Attention! Achtung!

Weingut Loimer - Muskateller mit Achtung!

 

When you are a winemaker of high stature, like Fred Loimer, it takes a lot of gumption to risk making a wine that is all about time and tension – a wine made without modern winemaking techniques and with high probability of failure. This is, however, what Loimer did and this is that wine … it’s a rousing success and is enchanting to enjoy. Also, it makes me say that I’m glad to be alive.

 

Quick Tidbits

 

  • All Biodynamic Farming Practices.
  • Barrel fermented on the skins. (AKA Orange Wine)
  • Very small and limited production.

 

About the Winery

 

Loimer is famous for making some of the best Gruner Veltliner in Austria. Fred came back to the winery in 1988 and began to make changes almost immediately.

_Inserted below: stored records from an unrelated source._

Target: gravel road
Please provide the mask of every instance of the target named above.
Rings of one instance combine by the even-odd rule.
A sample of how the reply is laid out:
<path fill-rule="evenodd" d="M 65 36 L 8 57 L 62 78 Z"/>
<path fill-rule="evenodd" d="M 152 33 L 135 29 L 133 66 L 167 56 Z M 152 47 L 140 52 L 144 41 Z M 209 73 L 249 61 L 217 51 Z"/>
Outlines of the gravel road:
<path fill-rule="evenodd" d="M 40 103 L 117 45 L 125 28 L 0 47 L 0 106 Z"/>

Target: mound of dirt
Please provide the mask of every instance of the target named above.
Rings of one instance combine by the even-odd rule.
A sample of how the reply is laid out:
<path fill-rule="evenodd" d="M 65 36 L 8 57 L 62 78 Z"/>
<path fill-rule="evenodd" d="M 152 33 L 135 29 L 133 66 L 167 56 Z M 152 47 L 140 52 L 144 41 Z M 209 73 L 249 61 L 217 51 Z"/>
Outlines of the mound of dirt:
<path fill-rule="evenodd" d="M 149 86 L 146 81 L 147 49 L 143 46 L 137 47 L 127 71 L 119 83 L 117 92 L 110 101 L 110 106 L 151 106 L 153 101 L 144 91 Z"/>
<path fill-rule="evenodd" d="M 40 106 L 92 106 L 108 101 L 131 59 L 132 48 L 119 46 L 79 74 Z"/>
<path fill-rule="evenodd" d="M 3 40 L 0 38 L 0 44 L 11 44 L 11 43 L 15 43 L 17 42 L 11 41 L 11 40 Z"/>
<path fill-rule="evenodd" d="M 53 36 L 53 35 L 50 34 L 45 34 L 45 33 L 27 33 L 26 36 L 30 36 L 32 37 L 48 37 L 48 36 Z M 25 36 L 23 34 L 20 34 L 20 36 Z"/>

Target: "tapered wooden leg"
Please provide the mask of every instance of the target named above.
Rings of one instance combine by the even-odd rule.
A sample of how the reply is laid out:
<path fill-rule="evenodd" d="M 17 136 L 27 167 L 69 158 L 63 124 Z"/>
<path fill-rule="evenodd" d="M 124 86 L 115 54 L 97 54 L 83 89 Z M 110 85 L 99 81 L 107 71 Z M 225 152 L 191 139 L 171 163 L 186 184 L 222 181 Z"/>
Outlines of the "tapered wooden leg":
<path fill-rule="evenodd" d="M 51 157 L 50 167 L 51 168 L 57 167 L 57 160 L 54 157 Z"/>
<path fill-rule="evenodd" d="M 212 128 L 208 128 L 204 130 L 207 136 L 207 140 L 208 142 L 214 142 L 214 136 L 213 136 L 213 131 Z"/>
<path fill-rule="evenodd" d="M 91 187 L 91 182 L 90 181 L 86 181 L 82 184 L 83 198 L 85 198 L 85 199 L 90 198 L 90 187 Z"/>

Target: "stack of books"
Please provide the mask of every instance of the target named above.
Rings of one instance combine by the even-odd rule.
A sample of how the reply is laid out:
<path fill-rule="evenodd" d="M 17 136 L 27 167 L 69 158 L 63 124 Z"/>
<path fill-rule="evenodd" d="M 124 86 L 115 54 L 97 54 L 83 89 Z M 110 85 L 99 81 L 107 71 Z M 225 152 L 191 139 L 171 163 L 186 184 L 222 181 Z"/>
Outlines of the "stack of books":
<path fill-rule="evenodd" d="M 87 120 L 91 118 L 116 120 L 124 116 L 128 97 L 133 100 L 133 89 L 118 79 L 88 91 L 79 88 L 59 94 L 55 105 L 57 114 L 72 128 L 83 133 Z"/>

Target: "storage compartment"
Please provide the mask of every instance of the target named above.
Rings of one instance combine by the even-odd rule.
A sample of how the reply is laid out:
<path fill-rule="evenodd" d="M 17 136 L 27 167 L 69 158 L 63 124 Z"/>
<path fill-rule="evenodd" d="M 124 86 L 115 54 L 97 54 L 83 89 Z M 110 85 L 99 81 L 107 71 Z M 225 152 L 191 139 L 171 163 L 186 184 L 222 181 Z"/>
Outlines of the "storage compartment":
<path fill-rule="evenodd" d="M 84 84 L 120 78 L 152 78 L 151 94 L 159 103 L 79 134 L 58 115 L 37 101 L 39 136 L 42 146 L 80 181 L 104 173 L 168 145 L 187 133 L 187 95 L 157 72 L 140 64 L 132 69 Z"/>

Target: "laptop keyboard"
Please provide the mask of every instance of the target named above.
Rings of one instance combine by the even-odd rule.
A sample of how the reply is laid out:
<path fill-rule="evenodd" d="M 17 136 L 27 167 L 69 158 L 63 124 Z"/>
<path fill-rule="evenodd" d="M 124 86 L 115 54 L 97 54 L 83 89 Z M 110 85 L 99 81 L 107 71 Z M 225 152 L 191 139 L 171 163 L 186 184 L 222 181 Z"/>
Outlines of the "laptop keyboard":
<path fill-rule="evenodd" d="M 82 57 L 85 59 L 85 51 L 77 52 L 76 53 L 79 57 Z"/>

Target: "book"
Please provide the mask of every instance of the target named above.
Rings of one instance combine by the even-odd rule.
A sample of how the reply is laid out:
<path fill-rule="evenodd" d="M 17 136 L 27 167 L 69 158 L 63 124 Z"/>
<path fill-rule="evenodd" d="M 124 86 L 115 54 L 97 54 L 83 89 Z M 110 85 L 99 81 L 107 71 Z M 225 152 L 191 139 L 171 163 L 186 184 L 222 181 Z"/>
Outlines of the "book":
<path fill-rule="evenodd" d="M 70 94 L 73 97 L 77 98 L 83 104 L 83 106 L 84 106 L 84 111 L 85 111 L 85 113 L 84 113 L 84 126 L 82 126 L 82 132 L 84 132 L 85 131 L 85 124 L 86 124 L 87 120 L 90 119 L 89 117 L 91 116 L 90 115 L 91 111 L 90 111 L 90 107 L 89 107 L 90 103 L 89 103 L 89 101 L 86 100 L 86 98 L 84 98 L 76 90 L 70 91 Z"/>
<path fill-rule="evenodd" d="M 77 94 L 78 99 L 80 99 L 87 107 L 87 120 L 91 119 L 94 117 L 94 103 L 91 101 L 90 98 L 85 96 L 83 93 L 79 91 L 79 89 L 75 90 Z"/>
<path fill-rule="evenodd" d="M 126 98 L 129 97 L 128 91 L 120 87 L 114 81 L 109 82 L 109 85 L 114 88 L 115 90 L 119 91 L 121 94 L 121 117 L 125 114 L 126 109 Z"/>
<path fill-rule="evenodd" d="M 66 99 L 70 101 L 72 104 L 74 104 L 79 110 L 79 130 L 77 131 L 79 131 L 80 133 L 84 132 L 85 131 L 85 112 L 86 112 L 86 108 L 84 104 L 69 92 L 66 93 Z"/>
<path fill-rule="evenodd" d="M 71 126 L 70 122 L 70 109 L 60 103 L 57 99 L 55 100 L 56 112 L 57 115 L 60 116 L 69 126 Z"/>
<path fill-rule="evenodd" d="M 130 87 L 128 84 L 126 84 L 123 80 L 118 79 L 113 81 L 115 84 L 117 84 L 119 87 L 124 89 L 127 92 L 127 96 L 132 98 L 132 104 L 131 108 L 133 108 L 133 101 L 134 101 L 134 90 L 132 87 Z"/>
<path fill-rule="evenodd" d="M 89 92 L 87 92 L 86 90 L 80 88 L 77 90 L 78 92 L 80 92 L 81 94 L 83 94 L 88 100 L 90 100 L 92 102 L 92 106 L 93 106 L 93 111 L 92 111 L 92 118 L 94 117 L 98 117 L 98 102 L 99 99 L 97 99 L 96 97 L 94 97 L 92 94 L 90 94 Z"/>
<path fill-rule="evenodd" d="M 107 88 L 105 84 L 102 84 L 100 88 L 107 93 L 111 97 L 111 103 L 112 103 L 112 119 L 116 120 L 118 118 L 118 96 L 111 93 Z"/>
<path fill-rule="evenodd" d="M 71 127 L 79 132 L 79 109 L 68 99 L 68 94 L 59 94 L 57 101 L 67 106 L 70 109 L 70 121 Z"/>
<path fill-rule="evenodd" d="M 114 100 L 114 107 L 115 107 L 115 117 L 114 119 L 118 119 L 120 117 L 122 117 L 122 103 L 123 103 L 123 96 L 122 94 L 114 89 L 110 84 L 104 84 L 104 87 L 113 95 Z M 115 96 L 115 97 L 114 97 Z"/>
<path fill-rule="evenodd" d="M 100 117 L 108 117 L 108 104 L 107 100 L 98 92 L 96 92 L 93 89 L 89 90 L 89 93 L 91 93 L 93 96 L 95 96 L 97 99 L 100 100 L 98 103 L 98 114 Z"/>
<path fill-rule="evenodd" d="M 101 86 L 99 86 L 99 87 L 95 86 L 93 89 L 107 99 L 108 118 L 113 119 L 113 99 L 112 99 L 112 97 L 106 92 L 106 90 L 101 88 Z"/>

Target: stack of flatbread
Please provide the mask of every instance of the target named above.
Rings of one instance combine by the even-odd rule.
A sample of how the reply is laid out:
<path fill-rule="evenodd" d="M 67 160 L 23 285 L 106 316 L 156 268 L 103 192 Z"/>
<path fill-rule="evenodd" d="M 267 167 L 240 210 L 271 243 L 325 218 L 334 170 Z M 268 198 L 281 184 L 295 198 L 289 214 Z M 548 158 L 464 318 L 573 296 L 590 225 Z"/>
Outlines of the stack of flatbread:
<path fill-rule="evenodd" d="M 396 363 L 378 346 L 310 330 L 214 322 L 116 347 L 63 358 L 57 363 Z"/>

He helmed the move to Biodynamic Farming and also oversaw a modernization in the cellar but, now after 30 years behind the wheel, he’s started to experiment with more traditional styles of making wine. Experiment might be the wrong word here … more like he’s just letting the wines make themselves. The grapes are handpicked and then put into a large old oak barrels for fermentation where the juice sits with the skins for four weeks. Seven more months in another old barrel to round itself out and then into the bottle. Pretty simple but the results are anything but simple.

 

What It Tastes Like

 

Muskateller is one of my favorite grapes of all time. With all the exotic spice aromas and that heady, shameless, Lychee fruit … it’s just one of those wines that I love to live in the smell of. This one, however, adds in a dash of apricot and nuttiness to the mix too. Usually I have to remind people that wines like this can fool you: it smells like it’s going to be sweet as all get out … and while this wine operates and feels not-sweet in the mouth, there is some slight sugar here and I’m convinced that if I didn’t mention it that you might have never been able to tell it had any discernible sugar to it at all. In the mouth; it’s full on grippy (that comes from the tannin in the skins) but also light bodied and refreshing. The lychee and apricot follow into the flavors here too. The wine is successful at taking the tannin from a red wine and pairing it with the high-tone aromatic of a white. It is in that delicate balance between all its disparate that the wine shines: The nuttiness works with the heady fruit; the tannin works with the sugar. All of them combine to a wine that I love and I’m glad that wines like this exist. It pushes the boundaries of what I know and expands my own horizons beyond the normal. At the same time this wine is telling me, clearly, to pay attention. The wine does make me glad to be alive. Achtung Baby Indeed!

PS – buy a bottle of this wine and put on U2’s Achtung Baby. Turn the volume up on the first track, Zoo Station. This wine, Fred Loimer’s philosophy on his wines (“If we have one helping hand in the cellar,” says Fred, “it’s time.”), and the song echo one another nicely.